Françoise sat near him, one arm about Tina.
"Do you think they'll see it and understand?"
"They'll see it, right enough," he assured her. "They've been hanging off and on this coast all night, hoping to sight some survivors. They're scared stiff. There's only a dozen of them, and not one can navigate well enough to reach the Horn, much less round it. They'll understand my signal; it's a trick the lads of the Brotherhood learned from the Indians. They know I can navigate, and they'll be glad enough to pick us up. Aye, and to give me command of the ship. I'm the only captain left."
"But suppose the Indians see the smoke?" She shuddered, glancing back over the misty sands and bushes to where, miles to the north, a column of smoke stood up in the still air.
"Not likely. After I hid you in the woods last night I sneaked back and saw them dragging barrels of wine out of the storehouses. Most of them were reeling already. They'll be lying around dog-drunk by this time. If I had a hundred men I could wipe out the whole horde. Look! The War-Hawk's coming around and heading for the shore. They've seen the signal."
He stamped out the fire and handed the cloak back to Françoise, who watched him in wonder. The night of fire and blood, and the flight through the black woods afterward, had not shaken his nerves. His tranquil manner was genuine. Françoise did not fear him; she felt safer with him than she had felt since she landed on that wild coast. The man had his own code of honor, and it was not to be despised.
"Who was that black man?" he asked suddenly.
She shivered "A man the Count sold as a galley—slave long ago. Somehow he escaped and tracked us down. My uncle believed him to be a wizard."
"He might have been," muttered Vulmea. "I've seen some queer things on the Slave Coast. But no matter. We have other things to think of. What will you do when you get back to France?"
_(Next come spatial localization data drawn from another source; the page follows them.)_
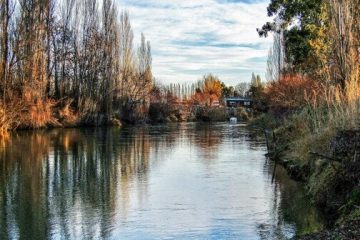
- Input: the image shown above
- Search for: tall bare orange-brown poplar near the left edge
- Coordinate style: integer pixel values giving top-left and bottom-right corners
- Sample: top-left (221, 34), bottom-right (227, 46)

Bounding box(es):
top-left (15, 0), bottom-right (49, 102)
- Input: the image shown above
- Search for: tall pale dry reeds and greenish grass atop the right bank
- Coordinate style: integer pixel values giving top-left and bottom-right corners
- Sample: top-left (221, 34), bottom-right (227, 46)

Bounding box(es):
top-left (278, 75), bottom-right (360, 164)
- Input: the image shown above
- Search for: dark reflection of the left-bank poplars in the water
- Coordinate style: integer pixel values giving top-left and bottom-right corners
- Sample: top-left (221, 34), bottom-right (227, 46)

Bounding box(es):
top-left (0, 129), bottom-right (151, 239)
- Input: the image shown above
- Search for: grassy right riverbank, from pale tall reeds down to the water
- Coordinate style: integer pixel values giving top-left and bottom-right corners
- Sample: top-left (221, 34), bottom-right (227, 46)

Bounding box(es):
top-left (252, 84), bottom-right (360, 235)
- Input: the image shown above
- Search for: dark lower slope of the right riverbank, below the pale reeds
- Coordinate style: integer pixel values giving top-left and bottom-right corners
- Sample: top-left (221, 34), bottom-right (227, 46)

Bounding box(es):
top-left (250, 112), bottom-right (360, 239)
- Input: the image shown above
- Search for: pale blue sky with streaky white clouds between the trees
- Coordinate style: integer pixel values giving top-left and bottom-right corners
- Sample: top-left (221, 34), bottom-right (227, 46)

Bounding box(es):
top-left (117, 0), bottom-right (272, 85)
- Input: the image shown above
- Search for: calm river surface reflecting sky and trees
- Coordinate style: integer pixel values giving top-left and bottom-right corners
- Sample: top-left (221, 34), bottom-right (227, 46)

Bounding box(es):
top-left (0, 124), bottom-right (322, 239)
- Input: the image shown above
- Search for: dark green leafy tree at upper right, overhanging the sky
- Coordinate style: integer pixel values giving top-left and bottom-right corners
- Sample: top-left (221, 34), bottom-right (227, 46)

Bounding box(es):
top-left (257, 0), bottom-right (329, 76)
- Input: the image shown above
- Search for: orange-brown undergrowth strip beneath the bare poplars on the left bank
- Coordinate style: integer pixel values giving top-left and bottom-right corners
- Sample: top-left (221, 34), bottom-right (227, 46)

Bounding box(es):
top-left (0, 100), bottom-right (121, 136)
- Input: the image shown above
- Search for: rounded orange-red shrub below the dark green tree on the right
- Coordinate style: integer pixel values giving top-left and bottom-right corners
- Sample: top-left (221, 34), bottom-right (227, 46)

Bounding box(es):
top-left (265, 74), bottom-right (321, 109)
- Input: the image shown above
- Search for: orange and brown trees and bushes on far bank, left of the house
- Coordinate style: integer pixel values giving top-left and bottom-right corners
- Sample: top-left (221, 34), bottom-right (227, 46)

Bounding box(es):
top-left (149, 74), bottom-right (232, 122)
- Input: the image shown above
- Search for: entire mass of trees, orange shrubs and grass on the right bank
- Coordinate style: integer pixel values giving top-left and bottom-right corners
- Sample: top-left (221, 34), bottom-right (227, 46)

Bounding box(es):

She shook her head helplessly. "I do not know. I have neither money nor friends. Perhaps it would have been better had one of those arrows struck my heart."
"Do not say that, my Lady!" begged Tina. "I will work for us both!"
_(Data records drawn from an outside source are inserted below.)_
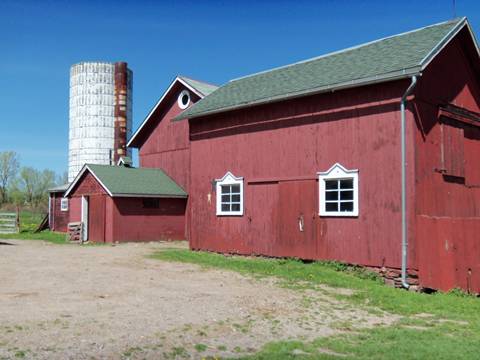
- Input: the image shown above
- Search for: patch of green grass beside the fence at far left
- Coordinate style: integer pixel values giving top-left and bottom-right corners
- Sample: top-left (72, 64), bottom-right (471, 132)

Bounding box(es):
top-left (0, 211), bottom-right (68, 244)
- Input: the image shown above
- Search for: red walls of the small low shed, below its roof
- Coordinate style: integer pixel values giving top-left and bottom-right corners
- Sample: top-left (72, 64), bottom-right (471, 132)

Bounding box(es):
top-left (70, 171), bottom-right (186, 243)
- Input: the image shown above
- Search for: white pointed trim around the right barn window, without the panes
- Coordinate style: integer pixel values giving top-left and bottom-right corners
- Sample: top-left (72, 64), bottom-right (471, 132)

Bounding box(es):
top-left (317, 163), bottom-right (359, 217)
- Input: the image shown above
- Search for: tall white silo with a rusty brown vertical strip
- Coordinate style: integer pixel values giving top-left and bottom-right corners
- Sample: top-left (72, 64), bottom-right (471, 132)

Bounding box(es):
top-left (68, 62), bottom-right (132, 182)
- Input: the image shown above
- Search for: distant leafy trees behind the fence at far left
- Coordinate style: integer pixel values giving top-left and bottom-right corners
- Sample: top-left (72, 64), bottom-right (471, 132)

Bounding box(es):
top-left (0, 151), bottom-right (67, 210)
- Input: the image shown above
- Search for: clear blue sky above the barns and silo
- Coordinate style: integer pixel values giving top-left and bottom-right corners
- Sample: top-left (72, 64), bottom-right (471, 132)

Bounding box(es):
top-left (0, 0), bottom-right (480, 173)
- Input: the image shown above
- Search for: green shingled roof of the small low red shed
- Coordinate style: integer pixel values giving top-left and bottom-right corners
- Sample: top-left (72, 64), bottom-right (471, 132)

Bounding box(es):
top-left (67, 164), bottom-right (187, 198)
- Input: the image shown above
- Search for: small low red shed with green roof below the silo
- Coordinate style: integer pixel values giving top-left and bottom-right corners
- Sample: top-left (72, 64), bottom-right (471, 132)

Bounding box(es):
top-left (65, 164), bottom-right (187, 243)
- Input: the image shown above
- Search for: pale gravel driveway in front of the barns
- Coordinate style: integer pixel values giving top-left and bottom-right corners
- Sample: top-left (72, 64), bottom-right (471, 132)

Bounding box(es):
top-left (0, 240), bottom-right (395, 359)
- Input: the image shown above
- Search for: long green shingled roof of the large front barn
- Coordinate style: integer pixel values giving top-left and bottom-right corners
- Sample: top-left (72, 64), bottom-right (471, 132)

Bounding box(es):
top-left (175, 18), bottom-right (467, 120)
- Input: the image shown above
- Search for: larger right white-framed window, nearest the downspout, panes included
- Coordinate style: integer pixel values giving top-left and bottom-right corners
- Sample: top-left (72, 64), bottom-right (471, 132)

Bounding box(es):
top-left (317, 163), bottom-right (358, 216)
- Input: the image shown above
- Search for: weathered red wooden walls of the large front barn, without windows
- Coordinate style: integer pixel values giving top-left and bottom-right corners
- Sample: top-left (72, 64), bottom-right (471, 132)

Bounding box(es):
top-left (185, 29), bottom-right (480, 292)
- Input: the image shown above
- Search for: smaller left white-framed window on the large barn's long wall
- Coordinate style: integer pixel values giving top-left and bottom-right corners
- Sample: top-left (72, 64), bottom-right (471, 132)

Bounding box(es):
top-left (215, 172), bottom-right (243, 216)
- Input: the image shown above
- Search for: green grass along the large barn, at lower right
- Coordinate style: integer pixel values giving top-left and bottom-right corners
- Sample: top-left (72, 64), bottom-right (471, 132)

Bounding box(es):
top-left (152, 249), bottom-right (480, 359)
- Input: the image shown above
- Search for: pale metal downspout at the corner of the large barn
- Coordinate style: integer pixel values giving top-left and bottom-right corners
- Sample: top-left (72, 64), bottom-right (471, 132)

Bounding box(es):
top-left (400, 75), bottom-right (417, 289)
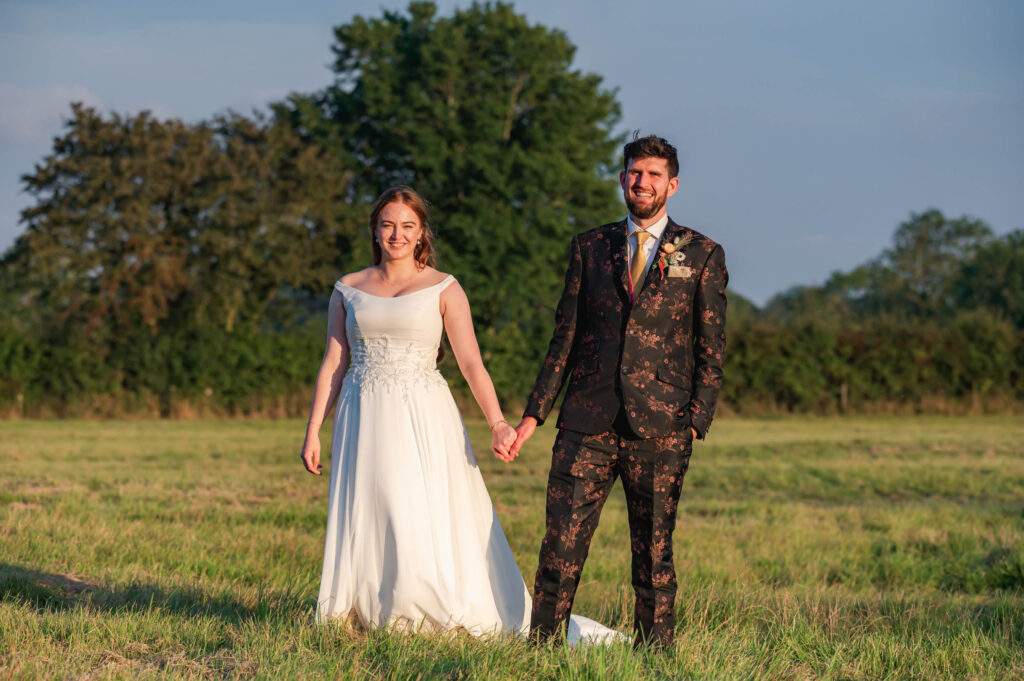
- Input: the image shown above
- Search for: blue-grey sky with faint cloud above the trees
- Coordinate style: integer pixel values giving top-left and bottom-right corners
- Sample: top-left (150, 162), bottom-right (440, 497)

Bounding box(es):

Vulmea drew a small leather bag from inside his girdle.
"I didn't get Montezuma's jewels," he rumbled, "but here are some baubles I found in the chest where I got these clothes." He spilled a handful of flaming rubies into his palm. "They're worth a fortune, themselves."
He dumped them back into the bag and handed it to her.
"But I can't take these—" she began.
"Of course you'll take them! I might as well leave you for the Indians to scalp as to take you back to France to starve."
"But what of you?"
Vulmea grinned and nodded toward the swiftly approaching War-Hawk.
"A ship and a crew are all I want. As soon as I set foot on that deck I'll have a ship, and as soon as I raise the coast of Darien I'll have a crew. I'll take a galley and free its slaves, or raid some Spanish plantation on the coast. There are plenty of stout French and British lads toiling as slaves to the Dons, and waiting the chance to escape and join some captain of the Brotherhood. And, as soon as I get back on the Main, and put you and the girl on some honest ship bound for France, I'll show the Spaniards that Black Vulmea still lives! Nay, nay, no thanks! What are a handful of gems to me, when all the loot of the western world is waiting for me!"